Spinoza’s conclusion here could be summed up as follows: there is one substance, one reality, or one being, and one only. All that exists is an expression of that one reality. There is no real division between one person and another, or between humans and nature, or between my elbow and the table it rests on. The human intellect thinks of these entities as separate individuals (and with good logical reasons, as Spinoza will argue when he later sets out his clever definition of what an individual is).
We become confused, however, because we misunderstand what an individual is, and the relation between the individual and the whole that it is an expression of.
More on that later.
As we wrote earlier, for Spinoza Reality is God. God, who is unlimited (or infinite), exists necessarily, and unfolds according to the logic of its own being. It is the Reality of all that exists. One could say that for Spinoza the unified field of all energy is God, but one would have to understand consciousness as an inherent part of this field. Materialist physicists would reject Spinoza's view that the field is conscious and some might also reject his view that there is an inherent and intelligible logical structure to the field.
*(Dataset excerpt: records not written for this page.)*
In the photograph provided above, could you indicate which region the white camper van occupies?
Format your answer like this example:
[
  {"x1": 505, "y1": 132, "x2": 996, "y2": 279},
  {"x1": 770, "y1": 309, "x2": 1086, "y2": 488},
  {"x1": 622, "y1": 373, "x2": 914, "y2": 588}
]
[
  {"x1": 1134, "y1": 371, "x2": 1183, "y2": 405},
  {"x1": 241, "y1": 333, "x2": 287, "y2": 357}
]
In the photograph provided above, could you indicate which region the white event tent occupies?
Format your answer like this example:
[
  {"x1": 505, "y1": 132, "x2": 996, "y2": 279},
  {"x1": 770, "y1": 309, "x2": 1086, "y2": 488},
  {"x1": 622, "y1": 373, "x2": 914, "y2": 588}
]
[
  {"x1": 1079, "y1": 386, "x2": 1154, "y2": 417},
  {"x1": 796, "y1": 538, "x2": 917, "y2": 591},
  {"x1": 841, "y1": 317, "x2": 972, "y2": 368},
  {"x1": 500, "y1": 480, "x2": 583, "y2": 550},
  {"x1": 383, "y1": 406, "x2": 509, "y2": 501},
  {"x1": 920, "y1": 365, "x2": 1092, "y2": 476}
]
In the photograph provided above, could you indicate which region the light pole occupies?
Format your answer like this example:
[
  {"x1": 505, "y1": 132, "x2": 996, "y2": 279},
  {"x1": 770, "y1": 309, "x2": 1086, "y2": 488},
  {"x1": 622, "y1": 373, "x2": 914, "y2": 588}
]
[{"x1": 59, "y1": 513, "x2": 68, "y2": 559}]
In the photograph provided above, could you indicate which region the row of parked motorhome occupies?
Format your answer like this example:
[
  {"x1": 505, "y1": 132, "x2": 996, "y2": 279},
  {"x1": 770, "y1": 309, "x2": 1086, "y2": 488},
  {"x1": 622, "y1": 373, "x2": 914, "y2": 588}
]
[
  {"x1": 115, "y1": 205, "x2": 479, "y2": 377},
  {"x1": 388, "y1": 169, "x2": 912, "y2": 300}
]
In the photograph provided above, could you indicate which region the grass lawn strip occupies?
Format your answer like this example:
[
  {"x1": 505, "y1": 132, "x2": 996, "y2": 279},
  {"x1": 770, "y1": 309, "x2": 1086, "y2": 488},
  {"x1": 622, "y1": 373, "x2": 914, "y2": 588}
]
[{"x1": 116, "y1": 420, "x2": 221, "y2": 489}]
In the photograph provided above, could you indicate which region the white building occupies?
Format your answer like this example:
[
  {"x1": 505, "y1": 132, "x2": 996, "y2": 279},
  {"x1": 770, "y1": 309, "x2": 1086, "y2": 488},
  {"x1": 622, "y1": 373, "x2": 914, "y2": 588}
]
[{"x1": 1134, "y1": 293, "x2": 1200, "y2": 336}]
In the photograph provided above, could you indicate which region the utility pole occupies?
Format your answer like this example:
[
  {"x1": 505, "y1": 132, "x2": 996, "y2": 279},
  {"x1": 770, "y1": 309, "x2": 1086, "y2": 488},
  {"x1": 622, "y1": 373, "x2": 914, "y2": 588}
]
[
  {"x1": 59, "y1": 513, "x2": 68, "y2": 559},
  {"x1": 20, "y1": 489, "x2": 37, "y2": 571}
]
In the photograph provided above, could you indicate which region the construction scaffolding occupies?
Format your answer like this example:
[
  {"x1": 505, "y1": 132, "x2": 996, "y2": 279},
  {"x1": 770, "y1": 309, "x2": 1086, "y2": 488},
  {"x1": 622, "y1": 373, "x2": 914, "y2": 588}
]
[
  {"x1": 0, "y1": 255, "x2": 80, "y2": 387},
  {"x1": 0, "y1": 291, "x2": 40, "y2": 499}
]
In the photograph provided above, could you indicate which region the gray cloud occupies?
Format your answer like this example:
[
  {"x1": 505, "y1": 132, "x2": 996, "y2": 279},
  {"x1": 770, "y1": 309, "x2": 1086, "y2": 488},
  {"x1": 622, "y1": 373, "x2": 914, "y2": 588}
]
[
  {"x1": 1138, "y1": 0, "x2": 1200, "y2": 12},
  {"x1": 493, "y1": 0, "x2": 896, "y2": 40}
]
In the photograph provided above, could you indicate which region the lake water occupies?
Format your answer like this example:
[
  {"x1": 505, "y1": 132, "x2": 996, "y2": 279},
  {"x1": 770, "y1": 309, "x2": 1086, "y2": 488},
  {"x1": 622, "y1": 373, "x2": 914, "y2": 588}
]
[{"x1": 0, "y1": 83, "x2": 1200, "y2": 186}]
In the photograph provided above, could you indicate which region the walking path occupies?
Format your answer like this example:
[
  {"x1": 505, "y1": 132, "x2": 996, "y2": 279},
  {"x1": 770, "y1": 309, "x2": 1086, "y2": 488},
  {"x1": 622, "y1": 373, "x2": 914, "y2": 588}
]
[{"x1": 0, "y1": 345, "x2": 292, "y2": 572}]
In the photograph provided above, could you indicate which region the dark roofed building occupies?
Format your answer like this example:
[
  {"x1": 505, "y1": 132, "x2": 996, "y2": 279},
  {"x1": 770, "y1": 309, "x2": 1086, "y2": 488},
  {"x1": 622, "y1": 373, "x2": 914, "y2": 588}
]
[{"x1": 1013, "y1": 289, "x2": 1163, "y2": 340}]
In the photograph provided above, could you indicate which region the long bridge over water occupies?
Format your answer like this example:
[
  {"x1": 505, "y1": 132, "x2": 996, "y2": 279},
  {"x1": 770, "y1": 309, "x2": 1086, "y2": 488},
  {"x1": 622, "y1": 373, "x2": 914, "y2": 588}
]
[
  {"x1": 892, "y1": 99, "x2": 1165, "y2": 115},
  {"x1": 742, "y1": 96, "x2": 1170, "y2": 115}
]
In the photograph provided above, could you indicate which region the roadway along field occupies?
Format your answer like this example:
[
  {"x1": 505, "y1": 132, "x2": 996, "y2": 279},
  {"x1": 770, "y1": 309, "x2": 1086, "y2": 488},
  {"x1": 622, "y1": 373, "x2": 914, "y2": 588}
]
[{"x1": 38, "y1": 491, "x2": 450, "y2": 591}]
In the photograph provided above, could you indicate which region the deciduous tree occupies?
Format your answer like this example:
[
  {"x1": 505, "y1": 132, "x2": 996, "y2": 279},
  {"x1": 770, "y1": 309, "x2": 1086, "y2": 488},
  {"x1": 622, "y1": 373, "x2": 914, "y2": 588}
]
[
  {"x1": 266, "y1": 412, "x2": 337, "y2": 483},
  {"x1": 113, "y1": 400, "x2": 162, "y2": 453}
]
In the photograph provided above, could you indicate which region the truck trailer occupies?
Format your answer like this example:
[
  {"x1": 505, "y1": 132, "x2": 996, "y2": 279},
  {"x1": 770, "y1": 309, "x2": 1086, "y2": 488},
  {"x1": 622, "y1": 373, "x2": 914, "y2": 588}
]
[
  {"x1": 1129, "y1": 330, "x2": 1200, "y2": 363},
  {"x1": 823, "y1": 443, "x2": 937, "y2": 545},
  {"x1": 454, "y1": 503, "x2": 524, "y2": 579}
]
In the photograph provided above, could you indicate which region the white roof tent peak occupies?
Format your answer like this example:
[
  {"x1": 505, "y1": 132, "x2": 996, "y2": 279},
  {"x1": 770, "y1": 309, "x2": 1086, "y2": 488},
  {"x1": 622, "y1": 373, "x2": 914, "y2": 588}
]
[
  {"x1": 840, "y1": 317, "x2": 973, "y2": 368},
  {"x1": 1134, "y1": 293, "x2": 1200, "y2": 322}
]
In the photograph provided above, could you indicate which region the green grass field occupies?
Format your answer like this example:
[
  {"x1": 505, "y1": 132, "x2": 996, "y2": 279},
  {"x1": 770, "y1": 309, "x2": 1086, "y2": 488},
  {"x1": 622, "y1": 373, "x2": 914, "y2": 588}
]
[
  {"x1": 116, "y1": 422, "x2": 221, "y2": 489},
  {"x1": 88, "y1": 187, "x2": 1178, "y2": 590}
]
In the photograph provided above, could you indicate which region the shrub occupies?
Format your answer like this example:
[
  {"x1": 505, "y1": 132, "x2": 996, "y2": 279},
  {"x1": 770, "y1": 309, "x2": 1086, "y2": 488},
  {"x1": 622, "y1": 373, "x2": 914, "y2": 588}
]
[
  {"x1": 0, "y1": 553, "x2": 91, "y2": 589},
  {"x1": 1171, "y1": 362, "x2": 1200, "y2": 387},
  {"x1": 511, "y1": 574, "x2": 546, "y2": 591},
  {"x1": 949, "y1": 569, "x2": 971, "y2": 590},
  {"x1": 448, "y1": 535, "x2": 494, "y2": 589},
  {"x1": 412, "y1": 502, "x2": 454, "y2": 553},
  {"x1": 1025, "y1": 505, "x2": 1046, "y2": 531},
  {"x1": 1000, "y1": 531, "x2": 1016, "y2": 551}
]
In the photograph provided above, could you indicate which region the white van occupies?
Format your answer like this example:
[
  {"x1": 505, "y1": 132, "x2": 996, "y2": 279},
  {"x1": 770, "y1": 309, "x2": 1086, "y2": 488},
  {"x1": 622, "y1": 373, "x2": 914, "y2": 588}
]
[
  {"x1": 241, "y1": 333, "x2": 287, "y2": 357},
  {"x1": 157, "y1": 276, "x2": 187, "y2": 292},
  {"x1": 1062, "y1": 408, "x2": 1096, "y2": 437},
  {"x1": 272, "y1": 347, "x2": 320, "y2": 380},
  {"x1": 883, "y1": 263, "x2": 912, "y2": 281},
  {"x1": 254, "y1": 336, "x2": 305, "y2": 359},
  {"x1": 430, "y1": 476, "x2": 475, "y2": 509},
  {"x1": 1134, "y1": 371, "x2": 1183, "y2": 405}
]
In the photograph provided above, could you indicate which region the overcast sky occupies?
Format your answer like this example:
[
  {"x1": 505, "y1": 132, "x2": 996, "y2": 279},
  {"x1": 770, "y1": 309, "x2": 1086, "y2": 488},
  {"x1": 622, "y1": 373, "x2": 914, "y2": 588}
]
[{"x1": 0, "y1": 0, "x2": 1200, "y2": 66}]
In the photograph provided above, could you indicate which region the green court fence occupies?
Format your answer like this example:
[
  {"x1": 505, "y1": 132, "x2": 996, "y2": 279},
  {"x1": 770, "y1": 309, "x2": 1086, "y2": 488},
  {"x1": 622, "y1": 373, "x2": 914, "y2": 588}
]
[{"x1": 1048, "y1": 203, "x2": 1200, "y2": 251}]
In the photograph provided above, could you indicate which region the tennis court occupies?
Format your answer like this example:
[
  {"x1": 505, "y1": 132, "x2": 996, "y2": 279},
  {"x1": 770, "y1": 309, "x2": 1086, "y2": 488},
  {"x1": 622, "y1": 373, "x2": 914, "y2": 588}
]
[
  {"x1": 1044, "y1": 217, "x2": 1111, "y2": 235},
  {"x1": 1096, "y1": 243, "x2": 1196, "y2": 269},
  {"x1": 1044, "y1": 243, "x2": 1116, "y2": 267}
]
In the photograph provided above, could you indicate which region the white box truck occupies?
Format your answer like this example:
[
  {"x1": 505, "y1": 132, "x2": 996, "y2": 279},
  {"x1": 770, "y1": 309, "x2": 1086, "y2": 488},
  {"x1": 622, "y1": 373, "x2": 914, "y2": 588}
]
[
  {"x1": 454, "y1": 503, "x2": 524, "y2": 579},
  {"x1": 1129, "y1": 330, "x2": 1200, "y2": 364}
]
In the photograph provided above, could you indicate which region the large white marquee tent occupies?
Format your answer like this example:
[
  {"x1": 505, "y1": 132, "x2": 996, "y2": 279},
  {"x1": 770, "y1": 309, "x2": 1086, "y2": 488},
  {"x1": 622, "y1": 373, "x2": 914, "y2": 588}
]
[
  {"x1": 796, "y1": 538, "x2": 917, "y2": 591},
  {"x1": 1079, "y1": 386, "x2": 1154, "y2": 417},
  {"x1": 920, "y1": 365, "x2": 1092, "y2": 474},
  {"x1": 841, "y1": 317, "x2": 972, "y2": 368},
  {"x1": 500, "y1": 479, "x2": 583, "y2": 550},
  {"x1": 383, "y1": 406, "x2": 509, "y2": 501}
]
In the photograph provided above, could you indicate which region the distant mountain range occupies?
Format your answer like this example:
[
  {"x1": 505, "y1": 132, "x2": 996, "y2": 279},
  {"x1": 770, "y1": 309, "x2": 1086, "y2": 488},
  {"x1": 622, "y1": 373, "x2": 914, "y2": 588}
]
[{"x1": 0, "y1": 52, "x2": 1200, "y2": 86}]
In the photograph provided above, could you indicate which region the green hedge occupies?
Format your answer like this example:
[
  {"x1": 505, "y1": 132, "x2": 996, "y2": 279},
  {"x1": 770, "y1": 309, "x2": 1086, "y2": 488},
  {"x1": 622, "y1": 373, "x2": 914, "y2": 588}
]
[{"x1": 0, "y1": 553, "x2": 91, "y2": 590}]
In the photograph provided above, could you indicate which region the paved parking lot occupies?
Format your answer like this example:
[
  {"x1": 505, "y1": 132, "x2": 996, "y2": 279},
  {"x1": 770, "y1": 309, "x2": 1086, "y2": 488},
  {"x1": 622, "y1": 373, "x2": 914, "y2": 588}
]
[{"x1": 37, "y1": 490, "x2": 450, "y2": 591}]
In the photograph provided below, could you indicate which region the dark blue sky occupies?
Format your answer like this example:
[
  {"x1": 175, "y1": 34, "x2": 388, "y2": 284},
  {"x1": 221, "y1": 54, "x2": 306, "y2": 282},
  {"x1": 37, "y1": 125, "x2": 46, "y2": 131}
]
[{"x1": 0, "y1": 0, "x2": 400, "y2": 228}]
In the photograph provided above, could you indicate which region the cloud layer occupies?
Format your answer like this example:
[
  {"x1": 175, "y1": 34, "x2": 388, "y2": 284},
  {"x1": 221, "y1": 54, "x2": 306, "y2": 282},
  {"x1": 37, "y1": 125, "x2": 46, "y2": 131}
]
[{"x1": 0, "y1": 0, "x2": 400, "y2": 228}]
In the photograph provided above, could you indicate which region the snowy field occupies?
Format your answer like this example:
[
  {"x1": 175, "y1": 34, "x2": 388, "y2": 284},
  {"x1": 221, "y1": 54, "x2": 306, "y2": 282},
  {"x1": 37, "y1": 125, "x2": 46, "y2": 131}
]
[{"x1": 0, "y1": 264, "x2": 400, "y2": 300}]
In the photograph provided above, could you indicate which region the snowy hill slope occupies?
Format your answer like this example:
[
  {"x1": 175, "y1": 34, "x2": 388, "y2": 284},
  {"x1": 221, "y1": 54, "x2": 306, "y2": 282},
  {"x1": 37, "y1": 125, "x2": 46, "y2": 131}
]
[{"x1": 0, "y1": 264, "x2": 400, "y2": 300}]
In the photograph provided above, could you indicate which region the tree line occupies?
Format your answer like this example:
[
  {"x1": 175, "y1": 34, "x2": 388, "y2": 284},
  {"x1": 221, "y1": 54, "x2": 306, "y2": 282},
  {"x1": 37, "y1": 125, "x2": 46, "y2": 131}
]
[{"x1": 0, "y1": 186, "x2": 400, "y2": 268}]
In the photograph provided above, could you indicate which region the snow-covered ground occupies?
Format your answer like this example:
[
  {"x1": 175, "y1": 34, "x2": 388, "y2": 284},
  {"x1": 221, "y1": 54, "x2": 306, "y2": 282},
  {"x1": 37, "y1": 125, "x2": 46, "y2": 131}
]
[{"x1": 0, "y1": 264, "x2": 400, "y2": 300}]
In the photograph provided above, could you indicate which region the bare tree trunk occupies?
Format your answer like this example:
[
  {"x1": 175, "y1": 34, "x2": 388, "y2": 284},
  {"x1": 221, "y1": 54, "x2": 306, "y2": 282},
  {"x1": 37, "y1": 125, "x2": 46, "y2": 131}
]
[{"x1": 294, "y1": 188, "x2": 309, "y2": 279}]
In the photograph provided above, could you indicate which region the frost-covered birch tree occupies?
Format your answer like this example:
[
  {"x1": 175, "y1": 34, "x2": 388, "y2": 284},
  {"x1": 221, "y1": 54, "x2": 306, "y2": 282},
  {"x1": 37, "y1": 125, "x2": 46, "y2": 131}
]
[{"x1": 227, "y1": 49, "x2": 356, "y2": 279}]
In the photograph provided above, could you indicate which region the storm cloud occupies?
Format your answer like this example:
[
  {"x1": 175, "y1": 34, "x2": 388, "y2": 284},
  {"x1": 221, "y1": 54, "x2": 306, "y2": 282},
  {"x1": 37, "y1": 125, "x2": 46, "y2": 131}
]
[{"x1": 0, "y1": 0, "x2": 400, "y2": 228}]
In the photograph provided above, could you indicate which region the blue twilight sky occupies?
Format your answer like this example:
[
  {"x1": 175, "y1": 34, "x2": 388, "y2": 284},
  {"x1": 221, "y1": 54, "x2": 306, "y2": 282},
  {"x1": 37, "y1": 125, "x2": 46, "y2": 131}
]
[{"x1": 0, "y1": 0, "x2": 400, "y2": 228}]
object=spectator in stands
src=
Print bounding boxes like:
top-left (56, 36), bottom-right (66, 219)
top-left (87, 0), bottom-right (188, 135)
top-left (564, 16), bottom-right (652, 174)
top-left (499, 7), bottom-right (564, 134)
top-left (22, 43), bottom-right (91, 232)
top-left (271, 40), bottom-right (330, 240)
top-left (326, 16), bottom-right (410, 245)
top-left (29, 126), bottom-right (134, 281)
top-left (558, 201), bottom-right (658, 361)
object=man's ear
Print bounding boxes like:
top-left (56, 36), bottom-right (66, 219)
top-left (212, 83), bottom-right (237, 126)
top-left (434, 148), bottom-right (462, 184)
Coming back to the arguments of Proposition 11 and 12, we see that Spinoza’s meaning is that God cannot be divided. There is nothing outside God, and- more shockingly for Spinoza’s 17th century readers- there is nothing other than God. There is no division between God and beings. God is not more present in a saint than in an amoeba, although the knowledge of God may be. Spinoza conceives of God as radically immanent- both a human being and a mosquito are simply transformations of God: both a philanthropist and a murderer.
This is what Spinoza asserts in Proposition 14 and 15: No substance can be or be conceived besides God and Whatever is, is in God, and nothing can be, or be conceived, without God.
Many theists would agree to the idea that all things are expressions of God’s will, but Spinoza is going further and saying that all things are made of God and express God’s being. As Spinoza will write later, all things are modes, or transformations, of God.
Let’s pause for a moment. What are you, most deeply, reader?
You are a mode or transformation of God.
For theists, this leaves a lot of open questions- questions which The Ethics will indeed offer answers to as we go. Some of these questions might be, does God then desire and choose everything that happens to happen? Is it all part of God’s plan? Is God then also physical, and not pure spirit as many have said? Does God will everything for the good? Does God’s care permeate everything?
As you may suspect, Spinoza’s answers to these questions will not be the traditional ones, and will in fact subvert the traditional answers in a way that preserves the grain of truth within them while radically transforming them. I will leave the examination of his first forays into answering these questions, which come as Proof and Scholium to Proposition 15, for the next essay.